Tiens, voilà le facteur - Le Tour c'est aussi un village avec un restaurant, une banque et un bureau de poste. On peut recevoir du courrier sur le Tour. Le facteur (à vélo bien sûr) distribue les lettres aux coureurs avant le départ. Indurain reçoit une cinquantaine de lettres par jour, Poulidor encore deux ou trois, et le Lithuanien Arvis Piziks de l'équipe Novell, jamais une tabanark. J'ai décidé de le surprendre :
« Mon cher Arvis, je vois ici dans le grand livre des coureurs, que tu joues de la clarinette. Ma question s'adresse donc au musicien en toi : Si Mozart avait fait du vélo, penses-tu qu'il aurait battu Indurain ? Penses-y. Il n'y a rien qui presse. On se faxe, on se fait une bouffe quand t'as le temps. »

*****************************************

Le cowboy

Revel,

Je vous ai parlé de Serguei Outschakov l'autre jour, vous vous rappelez ? Cet Ukrainien de Bergame qui disait que son directeur technique lui avait donné un ultimatum au début de la saison : « Tu gagnes des courses où tu retournes en Ukraine ».

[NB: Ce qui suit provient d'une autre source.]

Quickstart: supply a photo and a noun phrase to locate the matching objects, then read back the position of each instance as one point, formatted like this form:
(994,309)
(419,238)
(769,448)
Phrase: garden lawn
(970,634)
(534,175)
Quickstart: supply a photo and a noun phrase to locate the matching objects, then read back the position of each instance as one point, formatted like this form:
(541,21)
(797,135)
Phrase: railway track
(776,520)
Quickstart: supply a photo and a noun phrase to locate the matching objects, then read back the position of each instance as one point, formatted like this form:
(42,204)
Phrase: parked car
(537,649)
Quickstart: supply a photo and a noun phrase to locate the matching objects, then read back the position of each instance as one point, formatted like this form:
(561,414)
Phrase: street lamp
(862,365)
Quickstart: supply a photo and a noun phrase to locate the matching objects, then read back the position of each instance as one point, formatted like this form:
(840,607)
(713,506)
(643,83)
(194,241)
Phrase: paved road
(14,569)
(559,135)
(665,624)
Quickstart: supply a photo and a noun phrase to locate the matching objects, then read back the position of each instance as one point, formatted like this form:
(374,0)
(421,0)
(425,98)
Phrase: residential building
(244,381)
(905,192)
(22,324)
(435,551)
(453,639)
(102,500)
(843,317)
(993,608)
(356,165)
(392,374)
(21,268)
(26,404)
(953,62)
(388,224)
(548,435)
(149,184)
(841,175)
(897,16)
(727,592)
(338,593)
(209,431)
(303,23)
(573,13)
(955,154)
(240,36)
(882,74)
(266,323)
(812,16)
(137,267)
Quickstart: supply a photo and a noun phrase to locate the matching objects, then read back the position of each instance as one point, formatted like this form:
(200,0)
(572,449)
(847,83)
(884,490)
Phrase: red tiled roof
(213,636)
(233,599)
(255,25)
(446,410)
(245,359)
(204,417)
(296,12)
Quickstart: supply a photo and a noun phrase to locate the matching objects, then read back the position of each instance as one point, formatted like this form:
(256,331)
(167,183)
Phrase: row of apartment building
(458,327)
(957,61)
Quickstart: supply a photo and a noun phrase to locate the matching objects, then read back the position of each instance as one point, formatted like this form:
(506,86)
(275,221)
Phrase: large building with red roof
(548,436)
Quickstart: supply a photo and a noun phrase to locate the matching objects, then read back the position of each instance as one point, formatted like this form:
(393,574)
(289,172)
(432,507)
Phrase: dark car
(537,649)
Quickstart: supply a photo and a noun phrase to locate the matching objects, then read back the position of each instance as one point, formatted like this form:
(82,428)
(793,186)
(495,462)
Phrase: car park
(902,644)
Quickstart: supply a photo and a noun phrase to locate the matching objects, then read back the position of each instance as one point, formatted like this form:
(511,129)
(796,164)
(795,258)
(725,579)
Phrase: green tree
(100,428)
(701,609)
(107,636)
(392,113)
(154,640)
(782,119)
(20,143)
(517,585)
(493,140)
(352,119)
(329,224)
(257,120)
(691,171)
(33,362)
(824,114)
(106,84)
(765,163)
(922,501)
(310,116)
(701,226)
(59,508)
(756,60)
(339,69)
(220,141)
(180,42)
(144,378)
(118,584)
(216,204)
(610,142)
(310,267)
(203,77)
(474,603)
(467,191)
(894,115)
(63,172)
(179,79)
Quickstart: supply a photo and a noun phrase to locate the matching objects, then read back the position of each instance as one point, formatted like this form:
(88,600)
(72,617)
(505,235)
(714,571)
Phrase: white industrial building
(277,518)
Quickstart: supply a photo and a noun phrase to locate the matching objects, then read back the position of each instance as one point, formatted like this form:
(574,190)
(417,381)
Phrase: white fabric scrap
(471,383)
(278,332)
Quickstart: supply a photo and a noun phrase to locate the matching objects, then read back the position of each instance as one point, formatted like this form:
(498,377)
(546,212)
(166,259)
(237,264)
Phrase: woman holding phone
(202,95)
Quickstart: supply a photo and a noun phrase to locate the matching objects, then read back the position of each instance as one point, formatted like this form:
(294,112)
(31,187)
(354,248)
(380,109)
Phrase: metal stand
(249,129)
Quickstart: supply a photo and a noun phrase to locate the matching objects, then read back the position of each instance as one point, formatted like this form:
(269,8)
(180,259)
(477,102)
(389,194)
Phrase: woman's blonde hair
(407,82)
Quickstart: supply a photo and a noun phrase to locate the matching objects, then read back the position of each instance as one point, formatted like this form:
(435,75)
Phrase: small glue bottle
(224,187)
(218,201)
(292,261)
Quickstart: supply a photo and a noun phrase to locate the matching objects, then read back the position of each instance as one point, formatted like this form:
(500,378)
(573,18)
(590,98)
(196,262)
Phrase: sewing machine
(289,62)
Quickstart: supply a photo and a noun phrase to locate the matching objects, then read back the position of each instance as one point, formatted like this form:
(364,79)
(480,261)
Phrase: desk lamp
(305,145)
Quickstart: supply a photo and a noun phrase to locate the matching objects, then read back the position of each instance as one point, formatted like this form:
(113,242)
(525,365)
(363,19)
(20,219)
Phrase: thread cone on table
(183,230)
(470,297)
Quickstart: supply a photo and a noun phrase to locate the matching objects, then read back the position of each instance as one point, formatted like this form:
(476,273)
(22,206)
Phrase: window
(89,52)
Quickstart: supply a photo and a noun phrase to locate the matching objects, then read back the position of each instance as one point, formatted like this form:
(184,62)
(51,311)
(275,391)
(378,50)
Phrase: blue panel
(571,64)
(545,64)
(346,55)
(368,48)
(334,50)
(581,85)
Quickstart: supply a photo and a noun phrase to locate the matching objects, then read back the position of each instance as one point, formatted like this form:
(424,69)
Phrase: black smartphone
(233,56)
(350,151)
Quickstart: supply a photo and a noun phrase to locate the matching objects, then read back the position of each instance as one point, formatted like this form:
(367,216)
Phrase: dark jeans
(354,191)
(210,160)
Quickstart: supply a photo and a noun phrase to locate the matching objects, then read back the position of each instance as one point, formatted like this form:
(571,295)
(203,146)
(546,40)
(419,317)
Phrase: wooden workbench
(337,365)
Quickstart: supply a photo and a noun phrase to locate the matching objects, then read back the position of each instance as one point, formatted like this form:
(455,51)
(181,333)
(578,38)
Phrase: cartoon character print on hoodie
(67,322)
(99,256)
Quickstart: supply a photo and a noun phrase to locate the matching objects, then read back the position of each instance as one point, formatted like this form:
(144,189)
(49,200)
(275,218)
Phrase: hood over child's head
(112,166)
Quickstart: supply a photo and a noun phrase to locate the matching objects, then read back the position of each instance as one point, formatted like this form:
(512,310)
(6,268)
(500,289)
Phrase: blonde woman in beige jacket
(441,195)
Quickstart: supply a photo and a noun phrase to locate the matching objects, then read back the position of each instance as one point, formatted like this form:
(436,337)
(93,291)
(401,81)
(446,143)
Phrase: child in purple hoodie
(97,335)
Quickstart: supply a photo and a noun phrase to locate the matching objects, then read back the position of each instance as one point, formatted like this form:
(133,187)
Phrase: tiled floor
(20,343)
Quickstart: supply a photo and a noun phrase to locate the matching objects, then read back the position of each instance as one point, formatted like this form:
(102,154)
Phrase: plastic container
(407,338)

Faut croire qu'il n'a vraiment pas envie de retourner en Ukraine. Il a gagné une classique, une étape du Tour d'Italie et hier, il a gagné une étape du tour de France, en battant Lance Armstrong au sprint...

Sa saison est faite.

Ce ne fut pas une grande étape. Quatre hommes. 207 kilomètres d'échappée, loin, très loin devant un peloton sous hypnose.

Dans la dernière ligne droite, ne restaient plus que Armstrong et Outschakov. Les deux coureurs s'installent pour un duel de pistards. Devant, l'Ukrainien temporise. Armstrong bondit. Outschakov, qui l'a flairé, a giclé un quart de seconde avant. Armstrong est battu.

Le peloton n'aime pas beaucoup Armstrong. Au début, les coureurs ont trouvé drôle ce petit cowboy qui tirait partout. Mais ils se sont vite lassés de cette caricature d'Américain, qu'Armstrong fait de lui-même. Greg LeMond les avait habitués à un autre genre d'Américain. Chiant aussi, mais pas tôton.

Ce qu'ils aiment le moins d'Armstrong c'est son mépris du métier. Leur métier. Exemple, Armstrong a répété cent fois que la stratégie c'était de la merde. Tu pédales plus vite que les autres et basta.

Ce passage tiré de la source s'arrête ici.